O que ele iria fazer? Colocou o trajeto no mapa e viu que as ruas estavam paradas.

“Ótimo.” Pensou Rafael de forma sarcástica, suas mãos tremiam enquanto ele tentava pensar em uma solução, prostrado na frente do elevador. “Ir de táxi levaria uma hora por causa do tráfego… Não tenho uma hora.”

– Cara, seu projeto deve estar ótimo porque você está horrível. Deve ter passado mesmo a noite em claro…

– Tom, cara! – Rafael desabou as mãos com força nos ombros do amigo e o encarou com os olhos arregalados.

– Você está me assustando…

– Você vem de bike! É ISSO! – os olhos de Rafael brilhavam com um fio de esperança.

– Que novidade… Você sabe disso faz tempo…

– Estou pegando sua bike. – O elevador fez um estalo avisando que havia chegado, e Rafael pulou para dentro dele.

– Cara você está louco? Se sair agora nessa loucura de Nova Iorque você não chega pra apres… – O bom amigo tentou alertá-lo, mas a porta havia fechado com um Rafael frenético dentro do elevador. Um Rafael que nem se lembrava mais da apresentação que mudaria sua vida, porque era mais importante mudar outra vida.

Sabe-se que em vários países, como o Japão por exemplo, é comum se ver homens de terno, gravata e sapato social em sua bicicleta indo trabalhar, mas garanto que ver aquele homem alto como um jogador de basquete em uma bicicleta pequena, vestido formalmente, suando como se estivesse em uma maratona e com o olhar de desespero era realmente algo raro de se ver.

Seria um trajeto de no mínimo vinte minutos e a cada pedalada Rafael agradecia por ter escolhido a pequena bicicleta, já que o trânsito estava todo parado devido a reformas.

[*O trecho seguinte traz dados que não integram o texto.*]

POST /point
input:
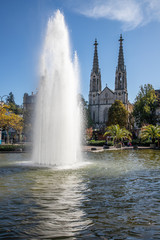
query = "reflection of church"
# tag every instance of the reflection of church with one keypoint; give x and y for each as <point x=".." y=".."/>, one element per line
<point x="101" y="100"/>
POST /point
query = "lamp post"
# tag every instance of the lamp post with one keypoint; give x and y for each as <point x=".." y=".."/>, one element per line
<point x="1" y="98"/>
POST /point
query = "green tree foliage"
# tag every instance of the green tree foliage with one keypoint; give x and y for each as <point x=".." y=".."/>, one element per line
<point x="145" y="106"/>
<point x="85" y="111"/>
<point x="117" y="114"/>
<point x="12" y="105"/>
<point x="28" y="124"/>
<point x="150" y="132"/>
<point x="118" y="133"/>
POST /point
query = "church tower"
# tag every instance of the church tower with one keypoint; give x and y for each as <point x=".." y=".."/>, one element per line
<point x="95" y="86"/>
<point x="121" y="77"/>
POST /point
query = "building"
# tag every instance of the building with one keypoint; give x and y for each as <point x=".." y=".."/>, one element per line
<point x="101" y="100"/>
<point x="29" y="102"/>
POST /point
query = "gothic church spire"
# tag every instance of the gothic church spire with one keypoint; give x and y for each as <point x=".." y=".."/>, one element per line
<point x="121" y="76"/>
<point x="95" y="59"/>
<point x="121" y="57"/>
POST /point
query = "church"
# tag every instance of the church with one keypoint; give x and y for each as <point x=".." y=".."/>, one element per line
<point x="101" y="100"/>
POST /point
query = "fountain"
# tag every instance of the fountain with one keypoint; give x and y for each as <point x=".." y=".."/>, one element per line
<point x="57" y="125"/>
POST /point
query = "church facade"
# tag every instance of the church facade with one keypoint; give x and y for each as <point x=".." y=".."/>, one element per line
<point x="101" y="100"/>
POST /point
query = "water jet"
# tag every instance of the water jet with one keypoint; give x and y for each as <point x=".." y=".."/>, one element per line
<point x="57" y="125"/>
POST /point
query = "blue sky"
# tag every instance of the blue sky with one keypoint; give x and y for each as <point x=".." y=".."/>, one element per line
<point x="23" y="24"/>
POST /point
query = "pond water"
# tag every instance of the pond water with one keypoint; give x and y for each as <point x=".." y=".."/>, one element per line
<point x="115" y="195"/>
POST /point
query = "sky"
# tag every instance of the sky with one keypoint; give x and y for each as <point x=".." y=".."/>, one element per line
<point x="22" y="31"/>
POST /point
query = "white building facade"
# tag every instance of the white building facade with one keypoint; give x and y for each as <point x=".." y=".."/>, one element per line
<point x="101" y="100"/>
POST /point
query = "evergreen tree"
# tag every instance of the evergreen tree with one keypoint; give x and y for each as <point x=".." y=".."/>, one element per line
<point x="145" y="106"/>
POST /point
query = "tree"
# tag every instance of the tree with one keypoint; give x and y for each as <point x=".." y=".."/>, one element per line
<point x="117" y="133"/>
<point x="10" y="120"/>
<point x="85" y="111"/>
<point x="117" y="114"/>
<point x="145" y="106"/>
<point x="150" y="131"/>
<point x="13" y="106"/>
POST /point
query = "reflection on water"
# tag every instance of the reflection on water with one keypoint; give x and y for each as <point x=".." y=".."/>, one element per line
<point x="116" y="196"/>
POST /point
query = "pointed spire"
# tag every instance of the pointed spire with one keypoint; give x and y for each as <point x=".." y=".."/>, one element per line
<point x="121" y="57"/>
<point x="95" y="60"/>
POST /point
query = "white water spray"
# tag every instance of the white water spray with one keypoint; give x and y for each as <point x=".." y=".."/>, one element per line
<point x="57" y="128"/>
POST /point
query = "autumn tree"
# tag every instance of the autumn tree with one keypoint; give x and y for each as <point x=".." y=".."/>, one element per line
<point x="117" y="133"/>
<point x="10" y="120"/>
<point x="145" y="106"/>
<point x="150" y="132"/>
<point x="117" y="114"/>
<point x="15" y="108"/>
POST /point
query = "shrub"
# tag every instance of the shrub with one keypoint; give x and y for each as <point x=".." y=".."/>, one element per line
<point x="96" y="142"/>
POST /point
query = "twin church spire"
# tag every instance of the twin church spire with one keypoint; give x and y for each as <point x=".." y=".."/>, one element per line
<point x="120" y="79"/>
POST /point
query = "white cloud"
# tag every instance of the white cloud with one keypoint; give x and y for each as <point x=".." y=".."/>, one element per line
<point x="131" y="13"/>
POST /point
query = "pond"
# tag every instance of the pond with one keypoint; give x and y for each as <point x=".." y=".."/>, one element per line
<point x="115" y="195"/>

“Ela deve ter demorado também para chegar… Espero que tenha ficado no tráfego por muito tempo.”

Rafael queria estar errado, pedia a Deus para estar… Mas não estava. Assim que chegou na Ponte do Brooklyn viu de longe aquela doce mulher rodeada por policiais que mantinham distância, com medo de que ela fizesse o que realmente havia prometido:

Pular.

Muitas pessoas estavam a observar, confabulando sobre o porquê ela queria saltar:

– Pobre menina, é tão linda… – disse uma senhora.

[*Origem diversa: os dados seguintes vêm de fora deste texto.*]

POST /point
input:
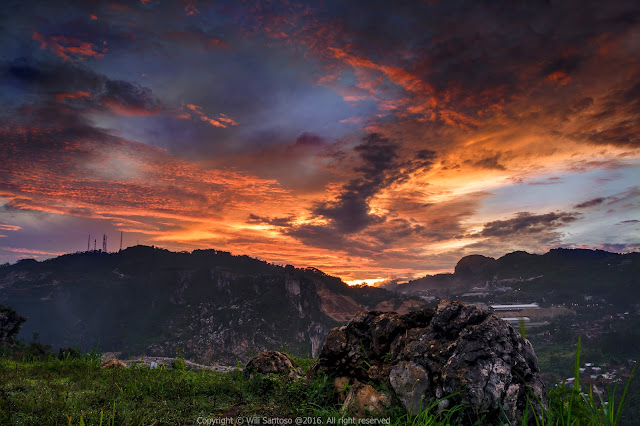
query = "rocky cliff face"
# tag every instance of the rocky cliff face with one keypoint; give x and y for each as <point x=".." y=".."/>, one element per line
<point x="426" y="355"/>
<point x="209" y="304"/>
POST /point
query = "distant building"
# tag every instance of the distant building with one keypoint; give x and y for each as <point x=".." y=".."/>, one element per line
<point x="506" y="308"/>
<point x="516" y="320"/>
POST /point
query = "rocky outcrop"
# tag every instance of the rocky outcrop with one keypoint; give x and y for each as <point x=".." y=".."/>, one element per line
<point x="271" y="362"/>
<point x="456" y="349"/>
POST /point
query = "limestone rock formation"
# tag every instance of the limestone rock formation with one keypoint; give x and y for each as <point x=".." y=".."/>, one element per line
<point x="433" y="353"/>
<point x="113" y="363"/>
<point x="363" y="400"/>
<point x="271" y="362"/>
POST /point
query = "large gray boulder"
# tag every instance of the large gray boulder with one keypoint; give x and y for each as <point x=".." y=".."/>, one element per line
<point x="432" y="353"/>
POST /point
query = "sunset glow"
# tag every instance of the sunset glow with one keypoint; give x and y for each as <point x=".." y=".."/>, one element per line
<point x="371" y="140"/>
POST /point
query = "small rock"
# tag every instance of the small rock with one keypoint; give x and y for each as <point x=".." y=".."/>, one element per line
<point x="341" y="386"/>
<point x="271" y="362"/>
<point x="113" y="363"/>
<point x="410" y="382"/>
<point x="364" y="400"/>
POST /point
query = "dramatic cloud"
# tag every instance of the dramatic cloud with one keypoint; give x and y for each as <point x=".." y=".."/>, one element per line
<point x="527" y="223"/>
<point x="341" y="135"/>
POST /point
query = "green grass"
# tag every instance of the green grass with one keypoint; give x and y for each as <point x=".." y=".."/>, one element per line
<point x="77" y="391"/>
<point x="580" y="405"/>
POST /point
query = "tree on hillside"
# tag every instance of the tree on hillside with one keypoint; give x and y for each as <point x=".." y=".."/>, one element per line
<point x="10" y="323"/>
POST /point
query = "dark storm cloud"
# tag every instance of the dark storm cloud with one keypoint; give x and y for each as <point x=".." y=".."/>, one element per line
<point x="283" y="222"/>
<point x="381" y="167"/>
<point x="527" y="223"/>
<point x="72" y="85"/>
<point x="590" y="203"/>
<point x="350" y="212"/>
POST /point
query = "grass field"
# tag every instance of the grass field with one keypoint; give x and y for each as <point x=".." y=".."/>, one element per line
<point x="78" y="391"/>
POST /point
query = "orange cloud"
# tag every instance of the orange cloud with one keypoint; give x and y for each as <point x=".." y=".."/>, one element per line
<point x="66" y="47"/>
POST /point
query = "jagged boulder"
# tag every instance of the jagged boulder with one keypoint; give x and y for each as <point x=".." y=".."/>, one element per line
<point x="113" y="363"/>
<point x="432" y="353"/>
<point x="363" y="399"/>
<point x="271" y="362"/>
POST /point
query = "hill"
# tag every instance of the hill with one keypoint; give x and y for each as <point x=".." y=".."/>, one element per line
<point x="559" y="276"/>
<point x="210" y="304"/>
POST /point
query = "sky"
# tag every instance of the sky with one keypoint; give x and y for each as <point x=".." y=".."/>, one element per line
<point x="373" y="140"/>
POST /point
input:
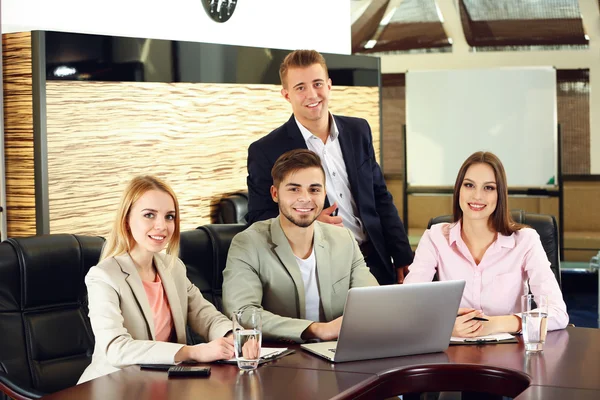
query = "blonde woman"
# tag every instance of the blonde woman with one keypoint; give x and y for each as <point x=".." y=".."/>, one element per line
<point x="140" y="299"/>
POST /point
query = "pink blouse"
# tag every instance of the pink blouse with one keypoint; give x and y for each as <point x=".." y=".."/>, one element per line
<point x="163" y="320"/>
<point x="496" y="284"/>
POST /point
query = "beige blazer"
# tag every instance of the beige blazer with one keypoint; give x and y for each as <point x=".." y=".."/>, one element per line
<point x="262" y="271"/>
<point x="123" y="322"/>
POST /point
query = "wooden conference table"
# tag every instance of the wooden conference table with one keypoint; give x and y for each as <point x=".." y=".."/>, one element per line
<point x="568" y="368"/>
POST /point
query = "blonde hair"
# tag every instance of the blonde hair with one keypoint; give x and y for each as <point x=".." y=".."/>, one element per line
<point x="120" y="240"/>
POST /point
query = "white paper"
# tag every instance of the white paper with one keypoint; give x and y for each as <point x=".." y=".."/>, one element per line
<point x="497" y="336"/>
<point x="265" y="352"/>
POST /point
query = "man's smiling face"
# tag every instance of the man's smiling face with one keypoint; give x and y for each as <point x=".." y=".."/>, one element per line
<point x="307" y="89"/>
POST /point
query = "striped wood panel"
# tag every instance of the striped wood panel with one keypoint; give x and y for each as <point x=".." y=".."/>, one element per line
<point x="195" y="136"/>
<point x="18" y="134"/>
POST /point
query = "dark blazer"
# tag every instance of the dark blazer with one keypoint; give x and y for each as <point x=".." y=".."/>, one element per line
<point x="375" y="205"/>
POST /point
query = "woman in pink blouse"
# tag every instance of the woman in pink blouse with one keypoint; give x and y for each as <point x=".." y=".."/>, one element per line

– Essas crianças de hoje são ingratas, possuem tudo e ainda estão insatisfeitas. – esbravejou outro.

– Eu acho que ela pula, está com cara de que vai pular. – Outra mulher opinou.

E realmente estava. Agora seu rosto e seu corpo mostravam o que antes só os seus olhos deixavam transparecer. Pendurada nas grades da ponte, do lado de fora, Sofia se balançava olhando para o seu destino.

Rafael saltou da bicicleta e tentou passar pela multidão que se fechava a sua frente. Enquanto caminhava com dificuldade, visualizava a cena de Sofia no carro, com o rosto colado na janela aproveitando cada detalhe de seus últimos momentos. Lembrou do olhar dela para ele, aquele olhar que o incomodou e paralisou. Algumas das cartas estavam no seu bolso, ele as tocou e ficou feliz por não as ter perdido no meio do caminho.

E foi quando ele conseguiu se aproximar. Alguns policiais tentaram o impedir, mas ele gritou:

– SOFIA!

Percebendo que ele a conhecia, os policiais tentaram o convencer de que seria melhor que ele aguardasse já que um profissional estava a caminho, mas ele disse:

– Deixe-me tentar. Esse profissional não está aqui, não é mesmo? Confie em mim, eu a conheço, ela vai pular e pode ser que não dê tempo dele chegar. As ruas estão paradas…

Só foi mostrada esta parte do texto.